This study compared the shear bond strength of a light-cure resin-reinforced glass-ionomer cement with a bis-GMA light-cure resin system in the bonding of stainless steel brackets to glazed and deglazed porcelain surfaces.
Porcelain surfaces were divided into 4 groups: group 1, deglazed porcelain surfaces with Transbond XT, group 2, glazed porcelain surfaces with Transbond XT; group 3, deglazed porcelain surfaces with Fuji Ortho LC; and group 4, porcelain surfaces with Fuji Ortho LC. Microetching with 50-microm aluminum oxide for 2 seconds at a distance of 5 mm deglazed the porcelain surfaces in groups 1 and 3. All brackets were bonded to the porcelain surfaces using the same procedure and light-cured for 40 seconds with a visible light. All samples were thermocycled between 5 degrees C and 55 degrees C for 300 cycles before testing for shear bond strength with a universal testing machine.
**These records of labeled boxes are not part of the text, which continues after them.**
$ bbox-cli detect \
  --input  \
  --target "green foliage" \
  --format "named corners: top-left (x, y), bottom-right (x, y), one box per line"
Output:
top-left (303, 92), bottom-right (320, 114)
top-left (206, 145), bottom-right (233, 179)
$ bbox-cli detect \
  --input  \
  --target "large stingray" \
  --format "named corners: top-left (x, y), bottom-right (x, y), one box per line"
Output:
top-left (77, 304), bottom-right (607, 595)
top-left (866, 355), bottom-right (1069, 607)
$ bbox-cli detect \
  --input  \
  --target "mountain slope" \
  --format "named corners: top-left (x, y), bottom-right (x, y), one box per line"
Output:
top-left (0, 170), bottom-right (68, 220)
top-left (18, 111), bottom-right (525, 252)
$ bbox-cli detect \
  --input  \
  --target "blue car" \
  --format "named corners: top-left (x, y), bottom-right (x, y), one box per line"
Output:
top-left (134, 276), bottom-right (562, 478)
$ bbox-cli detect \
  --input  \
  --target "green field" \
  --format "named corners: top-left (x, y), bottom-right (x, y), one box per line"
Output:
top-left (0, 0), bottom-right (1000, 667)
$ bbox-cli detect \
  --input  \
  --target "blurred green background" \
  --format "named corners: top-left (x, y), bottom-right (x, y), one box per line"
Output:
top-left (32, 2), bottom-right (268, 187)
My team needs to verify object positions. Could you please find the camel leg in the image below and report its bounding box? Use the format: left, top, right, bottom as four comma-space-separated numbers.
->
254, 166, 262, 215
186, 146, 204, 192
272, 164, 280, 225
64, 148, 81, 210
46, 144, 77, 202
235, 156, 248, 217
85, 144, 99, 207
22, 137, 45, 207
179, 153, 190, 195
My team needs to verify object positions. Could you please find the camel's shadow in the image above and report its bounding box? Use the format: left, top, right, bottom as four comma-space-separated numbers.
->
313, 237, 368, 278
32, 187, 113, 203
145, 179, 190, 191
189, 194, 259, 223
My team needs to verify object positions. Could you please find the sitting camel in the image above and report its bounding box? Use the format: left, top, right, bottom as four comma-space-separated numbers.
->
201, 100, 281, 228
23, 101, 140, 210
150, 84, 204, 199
The analysis of variance showed no significant difference (P < .05) among the 4 groups; ie, group 1, 10.12 MPa; group 2, 7.00 MPa; group 3, 6.78 MPa; and group 4, 11.15 MPa. The F test also failed to demonstrate any statistical difference among the groups.
Conditioning the porcelain surfaces with 37% phosphoric acid immediately followed by a nonhydrolyzed silane coupling agent resulted in clinically adequate bond strength when using either a composite resin or a resin-reinforced glass-ionomer cement. Microetching of these porcelain surfaces apparently offers no bonding advantage.